Un procès politique au Mali : l’ancien premier ministre Moussa Mara face à la répression
Au Mali, un procès à charge contre l’ancien Premier ministre Moussa Mara soulève de vives inquiétudes quant à la liberté d’expression. Mardi dernier, alors que ses avocats plaidaient pour une libération provisoire, les juges ont rejeté leur demande. Pire, le parquet a requis une peine de deux ans de prison à son encontre, illustrant ainsi la répression systématique menée par la junte militaire malienne contre toute opposition.
Moussa Mara, qui a exercé la fonction de Premier ministre pendant huit mois entre 2014 et 2015, a été arrêté le 1er août. Son crime ? Avoir partagé sur les réseaux sociaux un message de solidarité envers des prisonniers politiques maliens, annonçant vouloir œuvrer pour leur libération. Une démarche interprétée par les autorités comme une atteinte à l’image de l’État, une opposition à l’autorité en place, une incitation aux troubles publics ou encore la diffusion de fausses informations.
Un procès sous haute tension : équité et liberté d’expression en question
Le tribunal de lutte contre la cybercriminalité de Bamako a ouvert le procès de Moussa Mara le 29 septembre. Le verdict, attendu pour le 27 octobre, suscite de sérieuses interrogations quant à son équité.
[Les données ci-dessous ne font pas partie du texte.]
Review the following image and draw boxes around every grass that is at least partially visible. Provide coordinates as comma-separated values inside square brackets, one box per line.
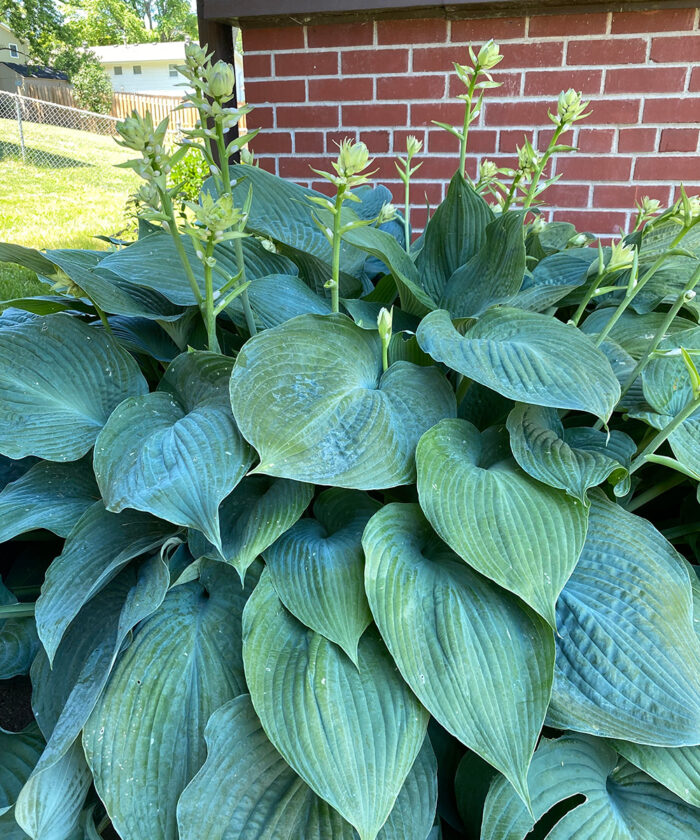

Les avocats de l’ancien Premier ministre dénoncent une instrumentalisation de la justice à des fins politiques. « Ces accusations n’ont aucun lien avec le contenu du message publié par Moussa Mara sur X », a souligné un membre de son équipe. Le bâtonnier Mounkaïla Yayé a, quant à lui, qualifié ce procès de « attaque frontale contre la liberté d’expression », mettant en garde contre un « précédent dangereux » pour l’avenir du pays.
Mali : une junte militaire qui musèle opposition et médias
Depuis le coup d’État de 2021 mené par le général Assimi Goïta, la junte au pouvoir a drastiquement réduit l’espace politique, civique et médiatique au Mali. Les partis d’opposition ont été interdits, tandis que journalistes et militants des droits humains subissent intimidations, emprisonnements ou disparitions forcées. Le général Goïta a également prolongé son mandat sans organiser d’élections, retardant ainsi tout retour à un régime démocratique civil.
Par ailleurs, les autorités maliennes ont ignoré les appels internationaux exigeant des comptes pour les violations des droits humains commises par les forces de sécurité. Le Mali, le Burkina Faso et le Niger ont quitté la CEDEAO en janvier, privant leurs citoyens de la possibilité de saisir la Cour de justice de cette organisation pour réclamer justice. En septembre, ces trois pays ont également annoncé leur retrait de la Cour pénale internationale, une décision qui fragilise davantage l’accès à la justice pour les victimes de crimes graves.
Un signal inquiétant pour la liberté d’expression au Mali
L’arrestation et le procès de Moussa Mara envoient un message clair : exprimer sa solidarité avec des opposants est désormais passible de poursuites au Mali. Cette affaire révèle surtout l’intolérance croissante de la junte envers toute forme de dissidence. Pour les défenseurs des droits humains, il est urgent que les autorités abandonnent toutes les charges contre Moussa Mara, libèrent tous les prisonniers détenus arbitrairement et respectent enfin le droit fondamental à la liberté d’expression.